# Circle City Monthly Bike Ride OC CA December 10th - Sunday



## Eric (Dec 5, 2017)

*


 *

*
Circle City Monthly Bike Ride OC CA December 10th - Sunday
What: Vintage Bike Ride through historic neighborhoods and bike trails. We will stop at interesting locations and finish with a lunch stop. 
When: Sunday Dec 10th Meet at 10:00am and kickstands up at 10:30am Sharp.
Where: Ride starts at the fountain in the middle of the traffic circle at Chapman and Glassell in the city of Orange.
Who: Anyone who can ride a bike. We ask for vintage or classic type bicycles only.

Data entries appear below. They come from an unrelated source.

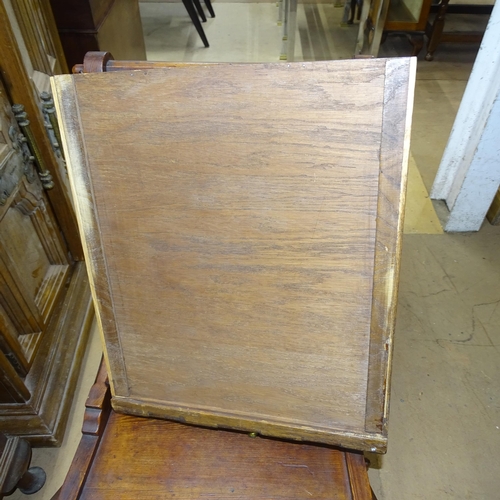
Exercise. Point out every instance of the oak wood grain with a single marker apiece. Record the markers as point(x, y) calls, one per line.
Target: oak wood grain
point(230, 220)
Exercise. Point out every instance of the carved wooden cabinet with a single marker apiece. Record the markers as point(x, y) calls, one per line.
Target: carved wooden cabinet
point(45, 304)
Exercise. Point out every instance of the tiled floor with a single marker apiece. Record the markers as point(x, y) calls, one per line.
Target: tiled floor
point(445, 414)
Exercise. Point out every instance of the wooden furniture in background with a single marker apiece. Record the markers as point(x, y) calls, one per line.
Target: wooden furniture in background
point(435, 28)
point(112, 25)
point(128, 457)
point(382, 18)
point(15, 473)
point(244, 249)
point(45, 302)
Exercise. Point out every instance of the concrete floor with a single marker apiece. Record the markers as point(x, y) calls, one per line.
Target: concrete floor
point(444, 432)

Pace is slow and hills will be minimal.*



* 

 *


----------



## the2finger (Dec 7, 2017)

We will try to make it


----------



## Handle Bar Hoarder (Dec 8, 2017)

I'll be there


----------



## tripple3 (Dec 9, 2017)

I'm gonna ride up the River Trail with Hippie Mike


 
Photo credit @37fleetwood


----------



## 58tornado (Dec 9, 2017)

tripple3 said:


> I'm gonna ride up the River Trail with Hippie Mike
> View attachment 721833
> Photo credit @37fleetwood



Won't be able to make it tomorrow!! But looking forword to the cool pics.. c u guy's next month!!


----------



## higgens (Dec 9, 2017)

Just finished a couple bikes I'll try and make it just don't know witch one to pick


----------



## tripple3 (Dec 10, 2017)

Super fun ride up to Orange, around town, and back home...


----------



## mrg (Dec 10, 2017)

Didn’t take many pics today but fun run with the circle city crew


----------